Thankfully I got very good news. Everything on the CT scan looked fine and normal (and I did have a brain still). With strong reservations, I post this HORRIBLE photo of me with this Bell’s Palsy which Phillip took today when we went to the zoo. If I look angry I was telling him, “Do not take my picture. I do not want this face documented.”


Later yesterday as Phillip and I headed home, we went by McDonald’s. I was craving a Filet O’ Fish sandwich. I got the meal, and we purchased the extra sandwich for $1 as well as making the fries a biggie (as these are always shared with my three girls at home).

As we drove through Walgreen’s to pick up some ear drops, I noticed the homeless man who I see frequently sitting near the curb. As Phillip pulled up by this man I found myself putting my window down and asking him, “Would you like a fish sandwich?” The biggest smile came over his face and he replied, “Yes I would.” As I handed him the McDonald’s sandwich, he was so excited. Next I felt my hand reaching into the bag and pulling out the big container of fries. I gave these to him as well and said, “Hey, you are saving me a lot of calories!” He thanked us profusely, and said he was going to sit right down and enjoy this meal.

I cannot explain why at this particular time I decided to do this. It just happened before I was even aware it was happening. I later told Phillip this was perhaps my way of telling God how thankful I was my CT scan was normal.

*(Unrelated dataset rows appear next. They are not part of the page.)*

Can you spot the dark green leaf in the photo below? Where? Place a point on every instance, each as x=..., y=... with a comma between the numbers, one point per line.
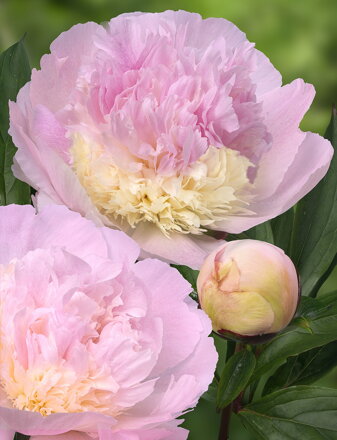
x=304, y=368
x=235, y=377
x=14, y=73
x=282, y=227
x=295, y=413
x=210, y=394
x=261, y=232
x=189, y=274
x=316, y=326
x=314, y=245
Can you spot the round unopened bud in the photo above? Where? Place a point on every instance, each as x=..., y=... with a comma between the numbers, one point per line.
x=248, y=288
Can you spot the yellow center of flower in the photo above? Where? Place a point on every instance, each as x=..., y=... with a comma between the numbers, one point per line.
x=203, y=195
x=54, y=389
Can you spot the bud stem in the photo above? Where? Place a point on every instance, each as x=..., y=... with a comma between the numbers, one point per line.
x=227, y=411
x=225, y=421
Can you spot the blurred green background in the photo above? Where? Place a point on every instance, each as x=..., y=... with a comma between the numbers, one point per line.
x=299, y=36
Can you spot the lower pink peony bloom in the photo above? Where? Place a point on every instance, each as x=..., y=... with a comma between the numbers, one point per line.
x=92, y=344
x=164, y=126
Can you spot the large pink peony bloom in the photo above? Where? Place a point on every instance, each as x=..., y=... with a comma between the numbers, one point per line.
x=165, y=125
x=92, y=344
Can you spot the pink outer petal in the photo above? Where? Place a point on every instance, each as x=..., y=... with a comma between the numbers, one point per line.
x=72, y=435
x=168, y=286
x=21, y=230
x=166, y=432
x=202, y=33
x=179, y=248
x=309, y=166
x=52, y=86
x=283, y=110
x=6, y=433
x=33, y=423
x=120, y=246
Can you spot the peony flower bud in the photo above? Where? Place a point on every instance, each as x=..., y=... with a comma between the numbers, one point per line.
x=249, y=288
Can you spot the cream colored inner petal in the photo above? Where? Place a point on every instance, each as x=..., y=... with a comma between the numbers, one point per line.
x=211, y=189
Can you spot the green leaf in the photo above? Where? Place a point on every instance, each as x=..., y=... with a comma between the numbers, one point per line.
x=305, y=368
x=235, y=377
x=295, y=413
x=191, y=276
x=315, y=235
x=14, y=73
x=282, y=227
x=261, y=232
x=315, y=326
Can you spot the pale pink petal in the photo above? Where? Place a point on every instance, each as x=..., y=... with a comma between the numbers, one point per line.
x=178, y=248
x=307, y=169
x=283, y=108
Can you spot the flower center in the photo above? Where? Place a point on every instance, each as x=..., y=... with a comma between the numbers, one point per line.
x=200, y=197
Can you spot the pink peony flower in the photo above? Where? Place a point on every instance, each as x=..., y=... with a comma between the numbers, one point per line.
x=92, y=344
x=165, y=125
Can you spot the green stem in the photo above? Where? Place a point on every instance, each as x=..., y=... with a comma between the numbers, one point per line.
x=225, y=421
x=227, y=411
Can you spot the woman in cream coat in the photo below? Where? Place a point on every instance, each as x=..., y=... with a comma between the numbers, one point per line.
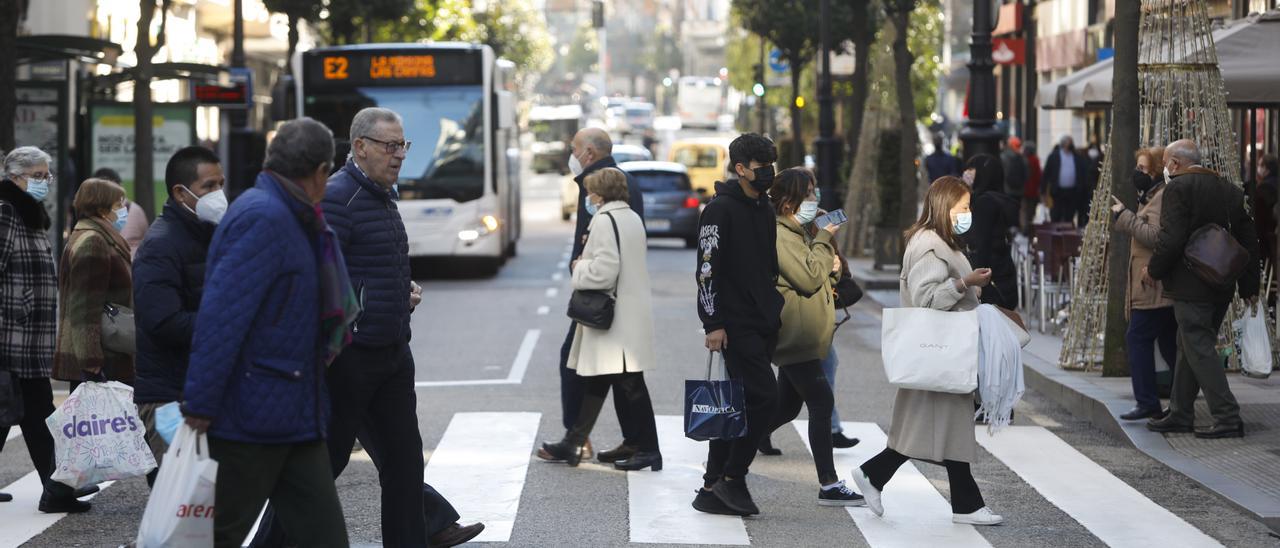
x=935, y=427
x=617, y=356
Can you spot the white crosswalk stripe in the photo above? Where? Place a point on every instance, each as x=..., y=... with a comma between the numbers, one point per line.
x=915, y=514
x=1118, y=514
x=490, y=450
x=659, y=502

As long as I live, I will never forget the smile on the man’s face and the look in those eyes of appreciation. The rest of the night I kept remembering a Bible verse I had learned as a child — “In as much as ye have done it unto the least of these my brethren, ye have done it unto Me.” Could I have been seeing the eyes of God somewhere deep in this man’s blue eyes? Perhaps so. They were beautiful and radiated kindness, and I am glad my heart met them yesterday.

Later last night the McDonald commercial for Filet O’ Fish sandwiches came on — and I smiled and laughed at it thinking of the pure and simple joy I had felt sharing something so trivial and small to me with someone who appreciated it so much. I was indeed humbled by this man’s gratefulness.